Selon l'Étude « Analyse des conversations en ligne sur le retour au GMT+1 au Maroc », réalisée par ACH-GAL Insights (mars 2026)
Chaque année, le scénario se répète. Le mois de Ramadan s'achève, les horloges avancent d'une heure, les réseaux sociaux s'enflamment, puis le débat s'éteint... jusqu'à l'année suivante. À première vue, il pourrait s'agir d'une polémique passagère, alimentée par l'habitude et quelques désagréments du quotidien. Pourtant, l'analyse réalisée sur 14 387 commentaires provenant de Facebook, Instagram et TikTok, publiés par plus de 7 200 internautes, raconte une histoire bien différente.
Le véritable sujet n'est plus le GMT+1. Le véritable sujet est devenu la confiance.
Premier enseignement de cette étude : les citoyens ne parlent pas d'économie, ni de compétitivité, ni même de fuseaux horaires. Ils parlent d'eux-mêmes.
Le vocabulaire dominant est celui de la fatigue, du manque de sommeil, des enfants qui quittent leur domicile dans l'obscurité, des difficultés de concentration ou encore d'une forme de désorientation quotidienne.
Autrement dit, la population ne répond pas au gouvernement par des chiffres, mais par son ressenti.
Cette opposition est importante. D'un côté, un discours institutionnel fondé sur la rationalité économique ; de l'autre, une expérience vécue qui s'exprime à travers le corps.
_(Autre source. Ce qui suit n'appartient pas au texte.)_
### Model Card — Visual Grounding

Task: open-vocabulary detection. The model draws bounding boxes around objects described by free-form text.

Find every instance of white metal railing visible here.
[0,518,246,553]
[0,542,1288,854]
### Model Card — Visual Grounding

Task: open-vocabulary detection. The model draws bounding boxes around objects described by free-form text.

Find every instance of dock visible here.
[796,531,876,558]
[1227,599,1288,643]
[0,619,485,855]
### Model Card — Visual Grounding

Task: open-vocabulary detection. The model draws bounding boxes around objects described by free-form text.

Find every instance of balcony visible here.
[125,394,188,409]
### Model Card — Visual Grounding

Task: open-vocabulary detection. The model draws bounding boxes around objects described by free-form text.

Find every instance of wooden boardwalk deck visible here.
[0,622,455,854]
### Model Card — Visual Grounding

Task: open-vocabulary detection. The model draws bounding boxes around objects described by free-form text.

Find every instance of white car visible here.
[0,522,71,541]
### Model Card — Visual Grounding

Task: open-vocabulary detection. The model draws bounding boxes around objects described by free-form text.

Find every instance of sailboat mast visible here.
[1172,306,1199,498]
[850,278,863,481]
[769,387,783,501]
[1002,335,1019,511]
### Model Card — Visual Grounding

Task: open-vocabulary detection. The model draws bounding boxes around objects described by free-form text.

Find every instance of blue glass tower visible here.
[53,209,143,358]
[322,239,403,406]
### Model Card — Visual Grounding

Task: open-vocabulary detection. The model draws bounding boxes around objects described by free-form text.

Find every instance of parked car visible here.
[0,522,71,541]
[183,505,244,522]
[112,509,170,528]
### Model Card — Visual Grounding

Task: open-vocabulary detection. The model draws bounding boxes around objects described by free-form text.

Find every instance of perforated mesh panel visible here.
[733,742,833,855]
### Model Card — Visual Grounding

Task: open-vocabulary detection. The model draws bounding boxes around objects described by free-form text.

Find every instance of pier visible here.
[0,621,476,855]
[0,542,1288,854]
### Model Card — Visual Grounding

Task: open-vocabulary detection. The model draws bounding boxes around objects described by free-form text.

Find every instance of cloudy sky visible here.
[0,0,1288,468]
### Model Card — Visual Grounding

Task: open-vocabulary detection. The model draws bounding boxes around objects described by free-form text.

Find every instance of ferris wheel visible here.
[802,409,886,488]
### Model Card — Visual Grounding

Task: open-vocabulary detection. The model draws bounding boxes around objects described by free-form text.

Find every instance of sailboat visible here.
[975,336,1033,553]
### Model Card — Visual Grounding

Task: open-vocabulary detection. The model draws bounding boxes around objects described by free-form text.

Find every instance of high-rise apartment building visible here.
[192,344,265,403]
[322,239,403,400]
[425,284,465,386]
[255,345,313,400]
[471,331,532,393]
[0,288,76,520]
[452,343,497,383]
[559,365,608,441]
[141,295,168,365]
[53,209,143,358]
Lorsque ces deux registres ne dialoguent plus, chacun finit par considérer que l'autre ne parle pas de la même réalité.
L'étude identifie un deuxième récit dominant : celui d'un État perçu comme sourd aux revendications.
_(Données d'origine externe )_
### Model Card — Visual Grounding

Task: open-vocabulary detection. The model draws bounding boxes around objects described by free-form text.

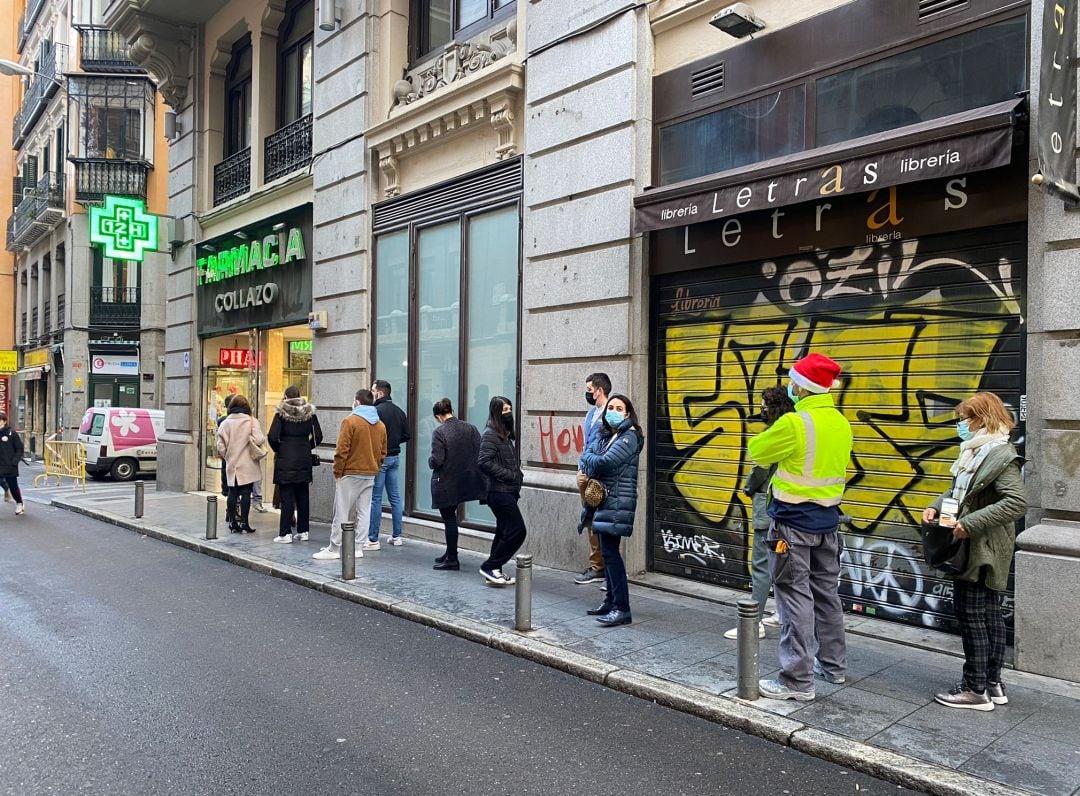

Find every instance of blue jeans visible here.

Les pétitions se succèdent.
Les hashtags reviennent chaque année.
Les ministres sont interpellés.
Mais, aux yeux de nombreux internautes, rien ne change.
Le changement d'heure devient alors le symbole d'un phénomène plus large : celui d'une participation citoyenne qui donne le sentiment de ne produire aucun effet concret.
C'est probablement l'un des enseignements les plus préoccupants de cette analyse. La colère existe, mais elle laisse progressivement place à une forme de résignation. Et cette résignation est souvent plus dangereuse que la contestation elle-même, car elle traduit une perte de confiance dans l'utilité même de la participation démocratique.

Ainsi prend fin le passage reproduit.